1. Influencing. Peers generally do not have power over each other. That means that influence skills, understanding, and trading is the currency to use. Don’t just ask for things; find some common ground where you can provide help. What do the peers you’re contacting need? Do you really know how they see the issue? Is it even important to them? How does what you’re working on affect them? If it affects them negatively can you trade something, appeal to the common good, figure out some way to minimize the work (volunteering staff help, for example)? Go into peer relationships with a trading mentality.
2. Many times, negative personal styles get in the way of effective peer relationships. People differ in the impression they leave. Those who leave positive impressions get more things done with peers than those who leave cold, insensitive or impersonal negative impressions.
3. Sometimes the problem is in assessing peers. Do you really understand the peers you need to deal with? Which ones really want to help? Who is going to get in the way? What did they really want? What price will they ask for helping?
4. Sometimes the problem is maneuvering through the complex maze called the organization. How do you get things done sideways? Who are the movers and shakers in the organization? How do they get things done? Who do they rely on for expediting things through the maze? Who are the major gatekeepers who control the flow of resources, information and decisions? Who are the guides and the helpers? Get to know them better. Who are the major resisters and stoppers? Try to avoid or go around them.
5. If peers see you as excessively competitive, they will cut you out of the loop and may sabotage your cross border attempts. To be seen as more cooperative, always explain your thinking and invite them to explain theirs. Generate a variety of possibilities first rather than stake out positions. Be tentative, allowing them room to customize the situation. Focus on common goals, priorities and problems. Invite criticism of your ideas.

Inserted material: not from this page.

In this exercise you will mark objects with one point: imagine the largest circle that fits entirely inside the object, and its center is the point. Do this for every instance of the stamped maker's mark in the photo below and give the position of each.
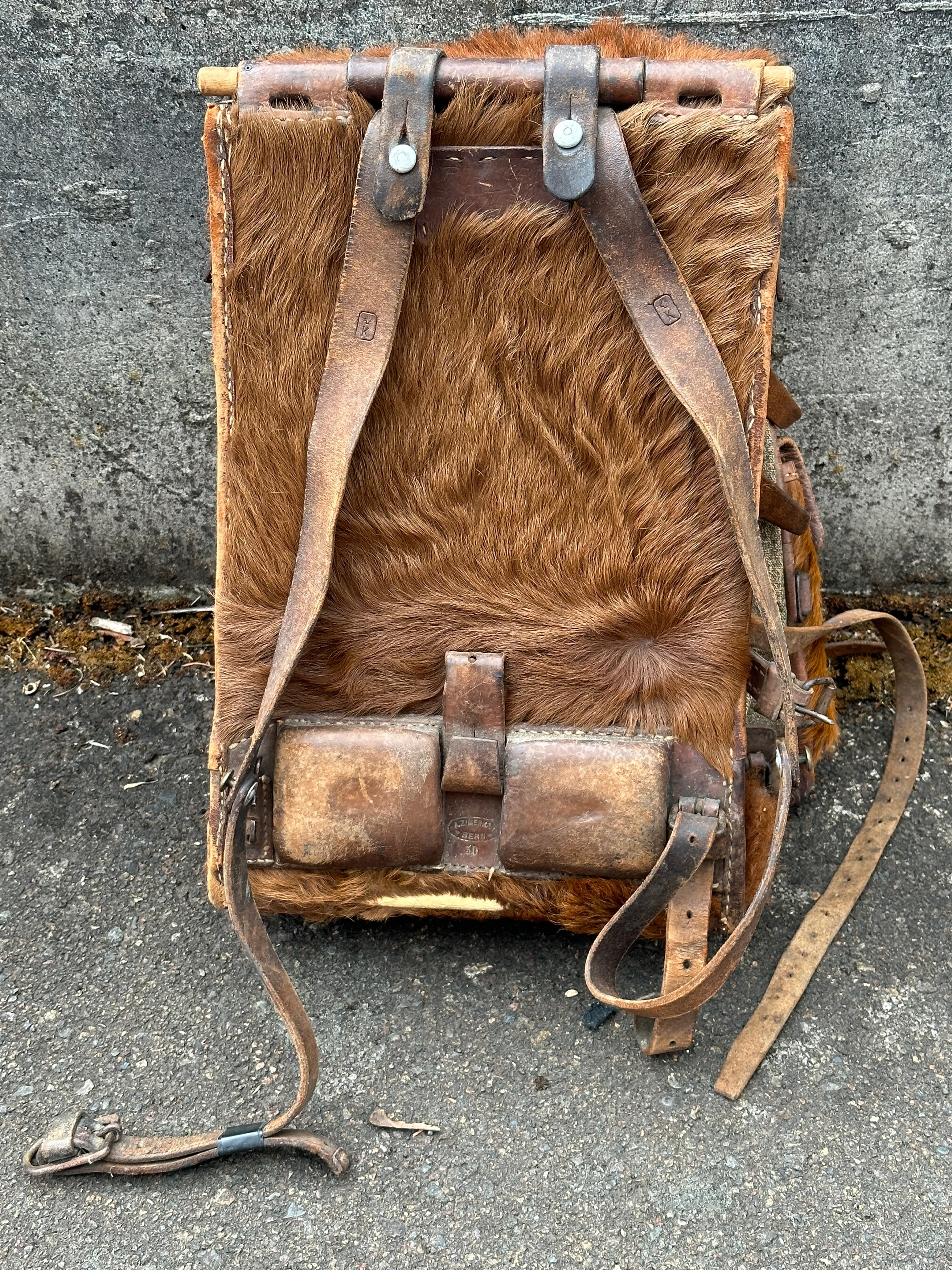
(366, 326)
(667, 310)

6. If peers think you lack respect for them or what they do, try to keep conflicts as small and concrete as possible. Separate the people from the problem. Don’t get personal. Don’t give peers the impression you’re trying to dominate or push something on them. Without agreeing or disagreeing, try on their views for size. Can you understand their viewpoint? When peers blow off steam, don’t react; return to facts and the problem, staying away from personal clashes. Allow others to save face; concede small points; don’t try to hit a home run every time. When a peer takes a rigid position, don’t reject it. Ask why – what are the principles behind the position, how do we know it’s fair, what’s the theory of the case, play out what would happen if his/her position was accepted.
7. Separate working smoothly with peers from personal relationships, contests, competing for incentives, one-upsmanship, not invented here, pride and ego. Working well with peers over the long term helps everyone, makes sense for the organization and builds a capacity for the organization to do greater things. Usually the least used resource in an organization is lateral exchanges of information and resources.
8. If a peer doesn’t play fair, avoid telling others all about it. This often boomerangs. What goes around comes around. Confront the peer directly, politely and privately. Describe the unfair situation; explain the impact on you. Don’t blame. Give the peer the chance to explain, ask questions, let him/her save some face and see if you can resolve the matter. Even if you don’t totally accept what is said, it’s better to solve the problem than win the argument.
9. Monitor yourself in tough situations to get a sense of how you are coming across. What’s the first thing you attend to? How often do you take a stand vs. make an accommodating gesture? What proportion of your comments deals with relationships vs. the issue to be addressed? Mentally rehearse for worst case scenarios/hard to deal with people. Anticipate what the person might say and have responses prepared so as not to be caught off guard.
10. Make sure the winning and losing is balanced. Watch out for winning concessions too often. If you win too much, how do the losers fare? Do you want them diminished or would you like them to work willingly with you again? The best tack is to balance the wins and losses. Make sure you are known in the organization as someone who is always ready to help and cooperate, and the favor will be returned.